Recent solo shows include those at Carré d’Art, Nimes, France (2022); Nasher Sculpture Center, Dallas, Texas (2022); Galleria d'Arte Moderna (GAM), Milan, Italy (2021); MUDAM Luxembourg, Luxembourg (2019); Palacio de Cristal, Madrid, Spain (2018); the Walker Art Center, Minneapolis (2017); Statens Museum for Kunst, National Gallery of Denmark, Copenhagen (2017); Museum of Contemporary Art, Ghent, Belgium (2016); Museum Haus Konstruktiv, Zurich, Switzerland (2016); Museo Tamayo, Mexico City, Mexico (2015); Serralves Museum, Porto, Portugal (2014); MIT Visual Arts Center, Cambridge, Massachusetts (2013); Kunsthalle Mannheim, Germany (2012); the Contemporary Art Gallery, Vancouver, Canada (2012); and Serpentine Gallery, London, UK (2010).

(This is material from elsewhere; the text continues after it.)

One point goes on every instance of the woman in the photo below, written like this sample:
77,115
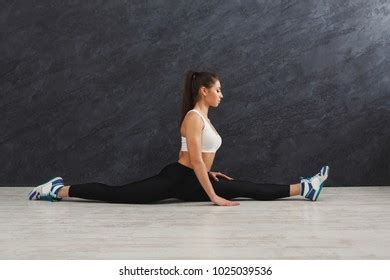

Baghramian has been the recipient of numerous awards including the Nasher Prize Laureate (2022); the Zurich Art Prize (2016); the Arnold-Bode Prize, Kassel (2014); the Hector Prize, Kunsthalle Mannheim (2012); and the Ernst Schering Foundation Award (2007). She has participated in the Yorkshire Sculpture International at The Hepworth Wakefield, UK (2019); Venice Biennale, Italy (2019 and 2011); Skulptur Projekte Munster, Germany (2017 and 2007); the 8th and 5th Berlin Biennale, Germany (2014 and 2008); and Glasgow International Festival of Visual Art, Scotland (2012).